Tightening of lending criteria in Cyprus

Tightening of lending criteria in Cyprus

The rise in daily Covid-19 infections in Cyprus toward the end of last year and the heightened uncertainty over the impact on the real economy led Cypriot banks to tighten lending criteria for corporate loans in the fourth quarter of 2021, the Bank Lending Survey issued by the Central Bank of Cyprus (CBC) has shown. 

The central bank said that lending criteria for household loans remained unchanged, while the expectations of the banks participating in the survey suggest that lending criteria will remain unchanged for the first quarter of 2022.

According to the CBC, factors that led to the tightened lending criteria for Cypriot businesses, both large corporates and small and medium-sized enterprises, were the banks’ perception of risk compared with the prospects of certain sectors of the economy, their general economic status and the reduced risk tolerance.

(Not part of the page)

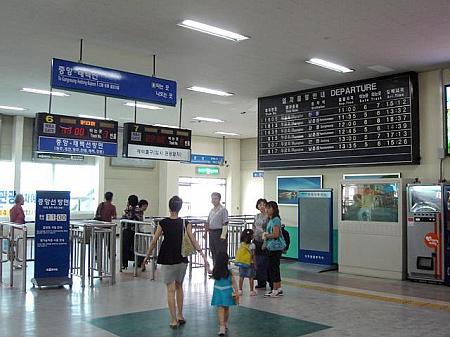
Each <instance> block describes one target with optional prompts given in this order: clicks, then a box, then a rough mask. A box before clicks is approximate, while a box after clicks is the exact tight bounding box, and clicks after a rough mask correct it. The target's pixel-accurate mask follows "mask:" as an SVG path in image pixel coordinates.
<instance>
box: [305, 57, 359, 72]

“The change [in lending criteria] may be due to the rise in Covid-19 cases because of the Omicron variant and its rapid spread among the population, increasing uncertainty about its impact on the real economy,” the CBC added, noting that this change was contrary to the expectations that the participating banks had harbored in the previous quarter.

The survey also recorded a net increase in demand for corporate loans in the fourth quarter of 2021 (for a second consecutive quarter), a demand associated with building reserves, working capital and fixed investments.

The CBC furthermore said that the rise in financing needs for reserves and working capital may be associated with the increase in commodity prices and other products due to supply chain disruption in international trade and the significant rise in transfer costs. 

According to the survey, the lending criteria both for mortgage and consumer loans remained unchanged.

Demand for housing loans recorded a significant increase in the fourth quarter of 2021, exceeding the banks’ expectations. The rise in demand is mainly attributed to the two government schemes for housing loans which ended in December 2021, the CBC added.

Moreover, demand for consumer and other loans remained unchanged for a second consecutive quarter in Q4, in contrast to the expectations of the participating banks during the previous quarter.